= ISO 898 =

Standard for metric fasteners

ISO 898 is an international standard that defines mechanical and physical properties for metric fasteners. This standard is the origin for other standards that define properties for similar metric fasteners, such as SAE J1199 and ASTM F568M. It is divided into five (nonconsecutive) parts:

1. Bolts, screws and studs with specified property classes - Coarse thread and fine pitch thread

2. Nuts with specified proof load values - Coarse thread

3. Flat washers with specified property classes

5. Set screws and similar threaded fasteners not under tensile stresses

6. (Now withdrawn) Nuts with specified proof load values - Fine pitch thread

7. Torsional test and minimum torques for bolts and screws with nominal diameters 1 mm to 10 mm

With exception to part 7, which defines test standards, the parts of this standard define properties for fasteners made of carbon steel and alloy steel.

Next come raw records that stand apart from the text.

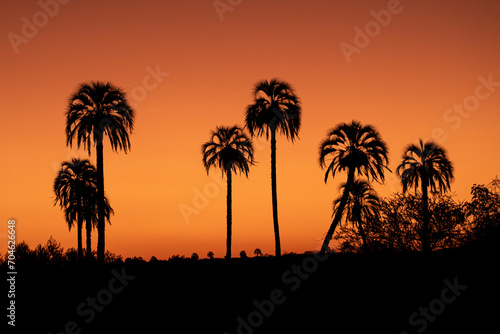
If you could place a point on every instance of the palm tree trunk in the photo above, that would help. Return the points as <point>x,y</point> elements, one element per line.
<point>275,195</point>
<point>340,210</point>
<point>80,242</point>
<point>229,214</point>
<point>425,227</point>
<point>88,227</point>
<point>100,203</point>
<point>363,235</point>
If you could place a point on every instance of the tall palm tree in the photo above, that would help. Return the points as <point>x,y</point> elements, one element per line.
<point>97,109</point>
<point>427,164</point>
<point>275,108</point>
<point>231,150</point>
<point>363,205</point>
<point>75,187</point>
<point>357,149</point>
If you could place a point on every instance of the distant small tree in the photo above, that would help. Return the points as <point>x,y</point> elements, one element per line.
<point>71,255</point>
<point>257,252</point>
<point>483,212</point>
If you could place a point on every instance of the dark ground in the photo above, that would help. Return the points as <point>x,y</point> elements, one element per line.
<point>374,293</point>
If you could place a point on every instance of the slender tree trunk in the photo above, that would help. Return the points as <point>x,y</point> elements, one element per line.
<point>229,214</point>
<point>88,252</point>
<point>362,234</point>
<point>338,214</point>
<point>100,203</point>
<point>275,195</point>
<point>80,242</point>
<point>425,227</point>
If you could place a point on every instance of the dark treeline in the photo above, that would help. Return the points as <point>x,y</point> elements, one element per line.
<point>395,223</point>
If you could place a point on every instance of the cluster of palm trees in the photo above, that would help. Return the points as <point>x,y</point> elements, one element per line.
<point>100,109</point>
<point>95,110</point>
<point>360,151</point>
<point>275,108</point>
<point>357,149</point>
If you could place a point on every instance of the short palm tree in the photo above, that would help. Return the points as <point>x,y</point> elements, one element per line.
<point>357,149</point>
<point>427,164</point>
<point>230,150</point>
<point>97,109</point>
<point>75,188</point>
<point>363,205</point>
<point>275,108</point>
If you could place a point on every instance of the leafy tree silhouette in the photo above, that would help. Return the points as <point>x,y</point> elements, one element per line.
<point>231,150</point>
<point>358,149</point>
<point>75,187</point>
<point>363,205</point>
<point>275,108</point>
<point>97,109</point>
<point>257,252</point>
<point>427,164</point>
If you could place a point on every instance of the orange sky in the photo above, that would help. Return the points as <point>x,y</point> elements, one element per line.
<point>429,57</point>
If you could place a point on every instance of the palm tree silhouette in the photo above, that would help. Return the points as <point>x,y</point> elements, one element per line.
<point>275,107</point>
<point>363,205</point>
<point>428,164</point>
<point>360,150</point>
<point>75,187</point>
<point>231,150</point>
<point>94,110</point>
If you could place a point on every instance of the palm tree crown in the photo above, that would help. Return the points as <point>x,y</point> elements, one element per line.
<point>354,147</point>
<point>426,162</point>
<point>75,187</point>
<point>275,107</point>
<point>362,207</point>
<point>362,204</point>
<point>99,109</point>
<point>229,149</point>
<point>360,150</point>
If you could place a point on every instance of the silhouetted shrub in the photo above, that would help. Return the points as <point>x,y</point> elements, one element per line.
<point>257,252</point>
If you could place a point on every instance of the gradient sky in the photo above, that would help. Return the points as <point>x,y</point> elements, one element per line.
<point>409,80</point>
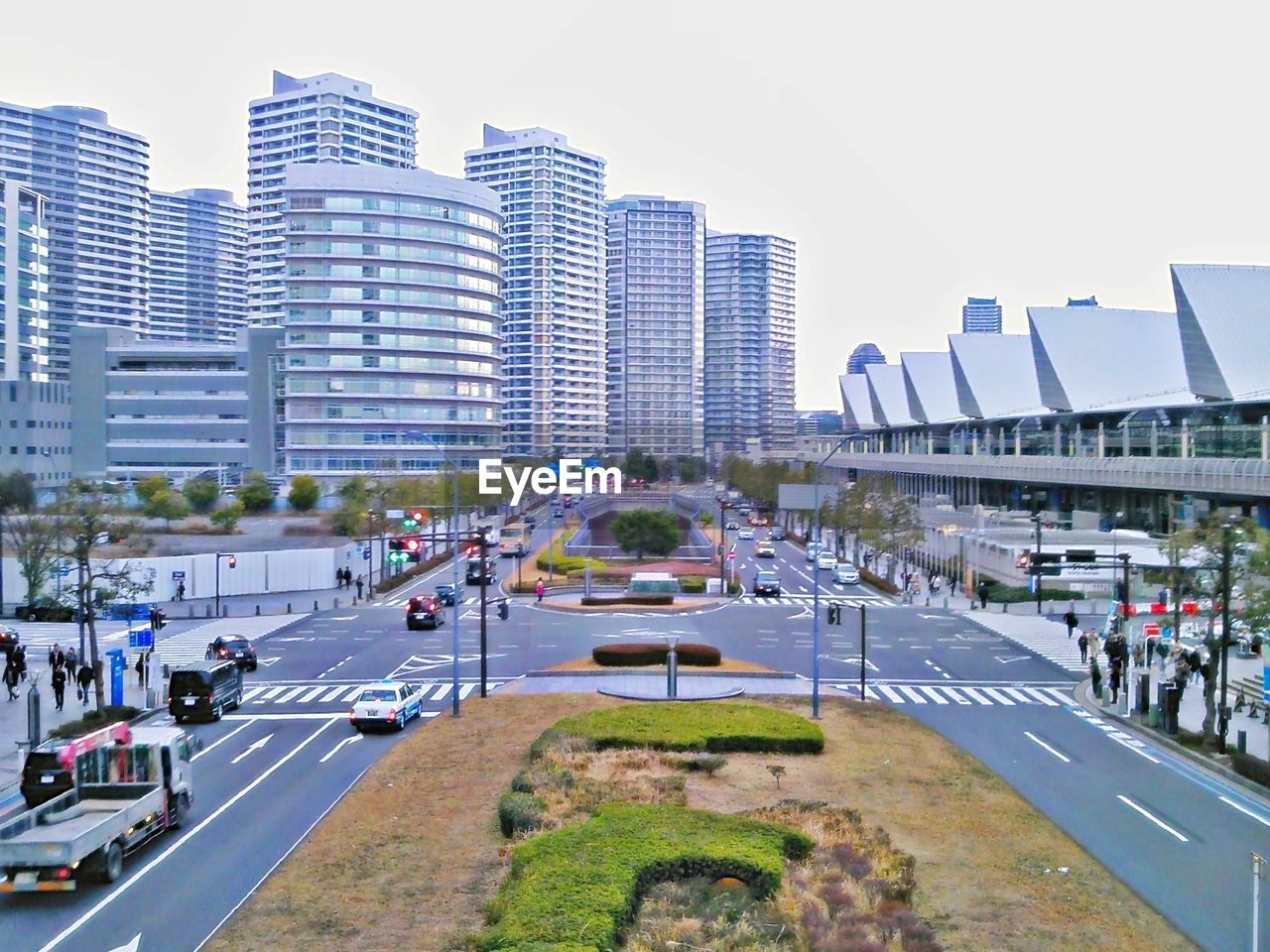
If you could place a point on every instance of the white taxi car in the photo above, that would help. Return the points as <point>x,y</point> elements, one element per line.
<point>385,703</point>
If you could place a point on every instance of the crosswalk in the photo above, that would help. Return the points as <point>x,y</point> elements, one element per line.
<point>318,693</point>
<point>964,694</point>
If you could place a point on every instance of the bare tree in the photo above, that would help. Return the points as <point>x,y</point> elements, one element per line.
<point>87,525</point>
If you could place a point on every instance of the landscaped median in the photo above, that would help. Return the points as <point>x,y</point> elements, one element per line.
<point>705,825</point>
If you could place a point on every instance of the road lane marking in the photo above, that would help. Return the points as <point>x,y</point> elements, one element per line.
<point>186,835</point>
<point>1034,739</point>
<point>1259,817</point>
<point>1156,820</point>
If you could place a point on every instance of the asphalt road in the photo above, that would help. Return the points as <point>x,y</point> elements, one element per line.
<point>271,771</point>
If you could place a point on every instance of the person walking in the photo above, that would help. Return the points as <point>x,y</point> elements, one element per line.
<point>1072,621</point>
<point>59,682</point>
<point>84,679</point>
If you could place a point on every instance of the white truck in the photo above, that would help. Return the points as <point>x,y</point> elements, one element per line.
<point>90,801</point>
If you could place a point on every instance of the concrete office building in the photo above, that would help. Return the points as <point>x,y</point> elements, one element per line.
<point>980,315</point>
<point>749,353</point>
<point>393,312</point>
<point>23,284</point>
<point>95,181</point>
<point>197,266</point>
<point>657,325</point>
<point>326,118</point>
<point>554,312</point>
<point>182,409</point>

The standards define that the testing must be performed at ambient temperatures, which is defined as between 10 and 35 C. The standards do not cover fasteners that would otherwise apply but require special properties, such as weldability or corrosion resistance.

==Part 1: Bolts, screws and studs with specified property classes – Coarse thread and fine pitch thread==
Part 1 defines the mechanical properties of bolts, screws, and studs. It specifically applies to fasteners that have an ISO metric screw thread as defined in ISO 68-1. The properties are defined for M1.6-39 with coarse threads and M8-39 with fine threads. The diameter and pitch combinations must adhere to ISO 261 and ISO 262 and the thread tolerances must adhere to ISO 965 parts 1, 2, and 4.

Part 1 does not specify properties for fasteners that have head geometries that reduce the shear strength of the fastener, such as low head screws and countersunk heads. It also excludes set screws, which are covered under part 5.

==Part 2: Nuts with specified proof load values – Coarse thread==
Part 2 defines the mechanical properties for coarse threaded nuts up to an M39 size and a height of at least half the nominal diameter.

== Part 3: Flat washers with specified property classes ==
Part 3 defines the mechanical and physical properties of flat washers, designed to be used in bolted joints in combination with other fasteners.

==Part 5: Set screws and similar threaded fasteners not under tensile stresses==
Part 5 defines the mechanical properties for set screws and other fasteners not under tensile stresses. It defines properties for sizes M1.6 through M24.

==Part 6: Nuts with specified proof load values – Fine pitch thread==
Part 6 has been withdrawn as of 20212 and been replaced by ISO 898-2:2012. It used to be same as part 2 except for fine threaded nuts that range from M8 to M39. Note that the working temperature range for these fasteners is -50 to 300 C

==Part 7: Torsional test and minimum torques for bolts and screws with nominal diameters 1 mm to 10 mm==
Part 7 defines how to perform torsional tests on bolts and screws that have a nominal diameter less than or equal to 10 mm. This standard only applies to short screws and bolts with a nominal diameter between 3 and 10 mm.